Barack Obama’s victory speech in South Carolina last night was a visual and rhetorical masterpiece. His gaze literally fixed on some imaginary horizon, his chin raised as if to clear the shoulder-high muck of the past few weeks, the senator spoke of a newly united electorate with a confidence that suggested history in real-time. Obama’s vision of a pluralistic America with a shared will manages to rouse beyond the expected levels of mushy melting-pot sentiment. The senator constructs his unity dream from a real world blueprint, creating the most important effect for any running politician: you want to believe him.

Whether you bought this practical utopianism or you didn’t, the speech was a poetic triumph of the grand over the petty. Without ever saying their names, Obama shamed the Clintons. His high road was so elevated that Bill and Hillary’s malignant sniping and race-tactics seemed unreal by comparison. He made fellowship shine where division repulses, and redefined effortless in the process.
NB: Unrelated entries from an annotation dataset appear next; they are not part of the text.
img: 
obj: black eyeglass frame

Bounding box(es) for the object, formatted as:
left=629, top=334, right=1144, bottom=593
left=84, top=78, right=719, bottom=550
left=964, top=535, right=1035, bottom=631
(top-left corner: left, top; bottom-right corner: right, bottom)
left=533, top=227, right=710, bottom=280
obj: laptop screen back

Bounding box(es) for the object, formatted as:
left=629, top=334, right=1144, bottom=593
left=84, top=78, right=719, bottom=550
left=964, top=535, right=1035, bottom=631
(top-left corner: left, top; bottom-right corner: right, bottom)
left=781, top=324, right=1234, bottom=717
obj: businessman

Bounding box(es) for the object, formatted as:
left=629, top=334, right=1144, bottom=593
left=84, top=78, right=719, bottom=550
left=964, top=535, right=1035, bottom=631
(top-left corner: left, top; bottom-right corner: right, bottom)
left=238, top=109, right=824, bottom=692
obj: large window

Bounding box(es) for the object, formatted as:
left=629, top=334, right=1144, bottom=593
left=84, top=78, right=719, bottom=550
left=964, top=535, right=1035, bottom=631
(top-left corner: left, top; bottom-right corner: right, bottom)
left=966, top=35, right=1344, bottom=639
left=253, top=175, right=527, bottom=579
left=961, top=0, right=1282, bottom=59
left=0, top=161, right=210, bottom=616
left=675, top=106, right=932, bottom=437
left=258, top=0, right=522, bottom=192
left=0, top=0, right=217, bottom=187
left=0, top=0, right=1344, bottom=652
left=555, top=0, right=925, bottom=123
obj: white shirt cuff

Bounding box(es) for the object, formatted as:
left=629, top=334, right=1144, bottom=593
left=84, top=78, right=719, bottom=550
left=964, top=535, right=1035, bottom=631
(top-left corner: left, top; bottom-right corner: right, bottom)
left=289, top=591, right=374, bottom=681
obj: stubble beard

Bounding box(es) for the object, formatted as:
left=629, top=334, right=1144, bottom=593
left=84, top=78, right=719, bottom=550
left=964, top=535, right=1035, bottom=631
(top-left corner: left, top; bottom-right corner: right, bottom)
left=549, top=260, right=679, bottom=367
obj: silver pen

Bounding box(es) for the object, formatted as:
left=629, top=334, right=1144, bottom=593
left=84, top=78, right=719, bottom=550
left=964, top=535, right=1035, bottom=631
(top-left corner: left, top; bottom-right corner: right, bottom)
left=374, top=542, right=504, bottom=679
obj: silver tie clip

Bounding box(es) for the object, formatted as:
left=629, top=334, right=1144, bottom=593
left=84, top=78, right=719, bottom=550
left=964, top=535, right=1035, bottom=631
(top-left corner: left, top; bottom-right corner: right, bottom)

So, what does it mean that Bill Clinton answered ABC News’ David Wright’s question about Obama’s win with: “Jesse Jackson won South Carolina in ’84 and ’88. Jackson ran a good campaign. And Obama ran a good campaign here”? We know the divide-and-conquer approach at work here. If the Clintons can split the vote down black-white lines, Hillary will win through sheer mathematics, as white voters outnumber their black counterparts. But the Clintons have been so thoroughly exposed (and seemingly punished) for exploiting race, one would think Bill would attempt to cloak this strategy. The fact that he didn’t means one of two things: either the Clintons are so cocooned from public sentiment that they exist in a reality of their own making, or they’ve finally admitted that venom is their medium and embraced it without apology. That’s the real Clinton choice. Both options are equally chilling.